Personal Web Page
The goal of this project is to build a quick tool that will automatically scrape housing data from Craigslist with a definted set of features. This tool will have two purposes:
1). Automatically update the user when new apartments matching the filters are found
2). Add to a database of all craigslist housing to analyze longitudinal trends
import pandas as pd
import os
import time
from craigslist import CraigslistHousing
from sqlalchemy import create_engine
from sqlalchemy.ext.declarative import declarative_base
from sqlalchemy import Column, Integer, String, DateTime, Float, Boolean
from sqlalchemy.orm import sessionmaker
cl = CraigslistHousing(site='seattle', area='see', category='apa', filters={'max_price': 3000, 'min_price': 800)
#get_results generator that filters to add coordinates and limits the results the the newest 50
gen = cl.get_results(sort_by='newest', geotagged=True, limit=50)
t = []
while True:
try:
result = next(gen)
except StopIteration:
break
except Exception:
continue
t.append(result)
df = pd.DataFrame(t)
Right now I have a quick scraper built up from the python-craigslist package. This returns the results generator which I then loop through and print each individual result. The results contain:
datetime time at which the listing was posted
has_image whether there are images attached
where user-defined value for where the listing is
geotag geotagged coordinates
has_map whether there's a map associated with the image
name user-defined name of the posting
price price of the listing
url URL of the full listing
id craigslist defined ID for the listing
I can further limit my search using the various fiilters within the python-craigslist package(shown below)
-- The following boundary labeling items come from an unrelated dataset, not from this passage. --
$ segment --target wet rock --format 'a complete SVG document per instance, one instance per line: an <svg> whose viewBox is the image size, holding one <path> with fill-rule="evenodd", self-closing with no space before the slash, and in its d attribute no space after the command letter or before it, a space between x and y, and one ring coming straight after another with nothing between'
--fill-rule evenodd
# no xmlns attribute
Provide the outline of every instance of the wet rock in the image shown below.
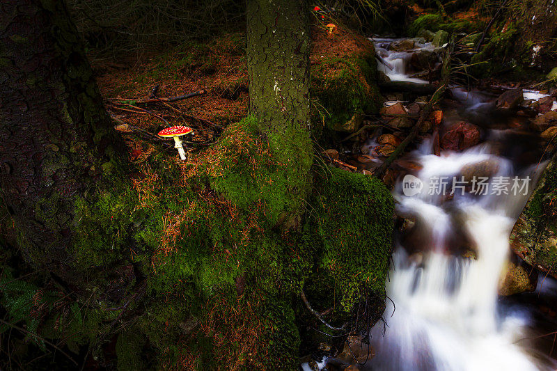
<svg viewBox="0 0 557 371"><path fill-rule="evenodd" d="M405 129L414 126L414 123L407 117L395 117L387 123L389 126L397 129Z"/></svg>
<svg viewBox="0 0 557 371"><path fill-rule="evenodd" d="M480 142L480 130L475 125L460 121L449 127L441 139L446 150L465 150Z"/></svg>
<svg viewBox="0 0 557 371"><path fill-rule="evenodd" d="M532 128L538 132L543 132L555 125L557 125L557 112L555 111L540 115L532 121Z"/></svg>
<svg viewBox="0 0 557 371"><path fill-rule="evenodd" d="M379 84L391 82L391 78L383 71L377 71L377 82Z"/></svg>
<svg viewBox="0 0 557 371"><path fill-rule="evenodd" d="M348 336L344 343L343 352L336 358L346 363L353 364L356 361L363 363L373 358L375 355L371 345L362 342L362 336Z"/></svg>
<svg viewBox="0 0 557 371"><path fill-rule="evenodd" d="M531 292L535 290L537 284L538 272L508 262L499 279L499 295L508 297L515 294Z"/></svg>
<svg viewBox="0 0 557 371"><path fill-rule="evenodd" d="M391 104L388 107L382 108L379 110L379 113L383 116L387 118L391 116L407 116L408 114L408 112L407 111L404 105L400 102L395 103L394 104Z"/></svg>
<svg viewBox="0 0 557 371"><path fill-rule="evenodd" d="M432 136L432 147L433 147L433 154L436 156L441 155L441 141L439 139L439 131L435 129Z"/></svg>
<svg viewBox="0 0 557 371"><path fill-rule="evenodd" d="M439 126L441 121L443 121L443 111L434 111L433 113L432 113L432 118L434 119L434 123L436 126Z"/></svg>
<svg viewBox="0 0 557 371"><path fill-rule="evenodd" d="M393 41L389 45L389 49L393 52L406 52L414 48L415 42L412 39L405 39Z"/></svg>
<svg viewBox="0 0 557 371"><path fill-rule="evenodd" d="M551 110L553 106L553 97L544 97L538 101L537 110L540 113L545 113Z"/></svg>
<svg viewBox="0 0 557 371"><path fill-rule="evenodd" d="M548 80L556 80L557 79L557 67L554 67L553 70L549 71L549 73L547 74L546 76Z"/></svg>
<svg viewBox="0 0 557 371"><path fill-rule="evenodd" d="M324 371L325 370L327 370L327 371L339 371L340 369L338 368L338 365L329 362L325 365L325 368L324 368L322 371Z"/></svg>
<svg viewBox="0 0 557 371"><path fill-rule="evenodd" d="M362 156L358 156L356 159L359 162L361 162L362 164L368 164L370 162L375 162L375 159L368 155L363 155Z"/></svg>
<svg viewBox="0 0 557 371"><path fill-rule="evenodd" d="M499 164L494 159L486 159L480 162L468 164L460 169L460 175L464 177L464 180L470 182L473 177L491 177L499 171Z"/></svg>
<svg viewBox="0 0 557 371"><path fill-rule="evenodd" d="M377 148L375 148L375 152L377 152L377 155L380 156L388 157L389 156L391 156L393 152L395 152L395 150L396 150L395 146L391 144L385 144L377 146Z"/></svg>
<svg viewBox="0 0 557 371"><path fill-rule="evenodd" d="M360 128L361 122L363 120L363 115L359 113L354 113L352 118L345 123L343 125L334 127L337 132L345 132L347 133L353 133Z"/></svg>
<svg viewBox="0 0 557 371"><path fill-rule="evenodd" d="M336 150L333 150L333 149L325 150L321 153L322 155L324 155L324 156L330 157L333 159L338 159L339 157L338 151Z"/></svg>
<svg viewBox="0 0 557 371"><path fill-rule="evenodd" d="M426 30L425 29L422 29L418 31L416 35L418 38L423 38L425 41L430 42L433 41L433 38L435 37L435 33L430 30Z"/></svg>
<svg viewBox="0 0 557 371"><path fill-rule="evenodd" d="M407 171L417 171L423 168L419 162L414 161L409 159L400 158L395 160L393 165Z"/></svg>
<svg viewBox="0 0 557 371"><path fill-rule="evenodd" d="M319 365L317 365L317 363L313 359L308 362L308 366L309 366L309 368L311 370L311 371L319 371Z"/></svg>
<svg viewBox="0 0 557 371"><path fill-rule="evenodd" d="M408 115L410 116L410 117L417 118L420 116L421 106L414 102L408 104L406 106L406 109L408 111Z"/></svg>
<svg viewBox="0 0 557 371"><path fill-rule="evenodd" d="M522 89L510 89L495 100L495 106L498 109L512 109L517 108L524 100Z"/></svg>
<svg viewBox="0 0 557 371"><path fill-rule="evenodd" d="M557 278L557 159L544 170L510 233L510 247L521 259Z"/></svg>
<svg viewBox="0 0 557 371"><path fill-rule="evenodd" d="M392 134L384 134L377 138L377 142L379 144L391 144L392 145L398 145L400 144L400 139L393 135Z"/></svg>
<svg viewBox="0 0 557 371"><path fill-rule="evenodd" d="M415 71L432 70L439 63L439 56L431 50L420 50L410 57L409 65Z"/></svg>
<svg viewBox="0 0 557 371"><path fill-rule="evenodd" d="M557 136L557 126L552 126L544 130L544 132L542 132L540 135L542 138L543 138L546 141L551 141L551 139Z"/></svg>
<svg viewBox="0 0 557 371"><path fill-rule="evenodd" d="M435 33L432 43L436 47L442 47L448 42L448 33L446 31L439 30Z"/></svg>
CraigslistHousing.show_filters()
Base filters:
* posted_today = True/False
* search_titles = True/False
* has_image = True/False
* query = ...
Section specific filters:
* min_price = ...
* max_ft2 = ...
* laundry_in_unit = True/False
* bathrooms = ...
* min_ft2 = ...
* max_price = ...
* bedrooms = ...
* cats_ok = True/False
* dogs_ok = True/False
* no_smoking = True/False
* private_bath = True/False
* zip_code = ...
* private_room = True/False
* search_distance = ...
For now, I want to stick with 1-bedroom apartments. Unfortunately, Craigslist only filters based on 1+ bedrooms, so I’ll have to do some cleaning later on to remove extra hits.
cl = CraigslistHousing(site='seattle', area='see', category='apa', filters={'max_price': 2000, 'min_price': 800, 'bedrooms' : 1})
#get_results generator that filters to add coordinates and limits the results the the newest 50
gen = cl.get_results(sort_by='newest', geotagged=True, limit=50)
t = []
while True:
try:
result = next(gen)
except StopIteration:
break
except Exception:
continue
t.append(result)
df = pd.DataFrame(t)
df.head()
datetime | geotag | has_image | has_map | id | name | price | url | where | |
---|---|---|---|---|---|---|---|---|---|
0 | 2017-02-01 10:46 | (47.556376, -122.386932) | True | True | 5985135361 | 1 Bedroom With Den and Amazing Water Views | $1943 | http://seattle.craigslist.org/see/apa/59851353... | 5020 California Ave SW Seattle, WA |
1 | 2017-02-01 10:45 | (47.395329, -122.300863) | True | True | 5971957026 | 2 Bedroom Apartment in Des Moines | $1219 | http://seattle.craigslist.org/see/apa/59719570... | Des Moines |
2 | 2017-02-01 10:42 | (47.615191, -122.31126) | True | True | 5985127894 | Huge One bedroom, Dining space, 6 months free ... | $1950 | http://seattle.craigslist.org/see/apa/59851278... | Capitol Hill |
3 | 2017-02-01 10:42 | (47.680426, -122.32406) | True | True | 5985127842 | Open 1 bedroom priced to lease today - 1 month... | $1760 | http://seattle.craigslist.org/see/apa/59851278... | Green Lake |
4 | 2017-02-01 10:42 | (47.685651, -122.365776) | True | True | 5985127286 | North Ballard, Hardwood, Bright, Garage! | $1700 | http://seattle.craigslist.org/see/apa/59851272... | Ballard, Greenwood |
Now that I have this data, there are 2 seperate pipelines.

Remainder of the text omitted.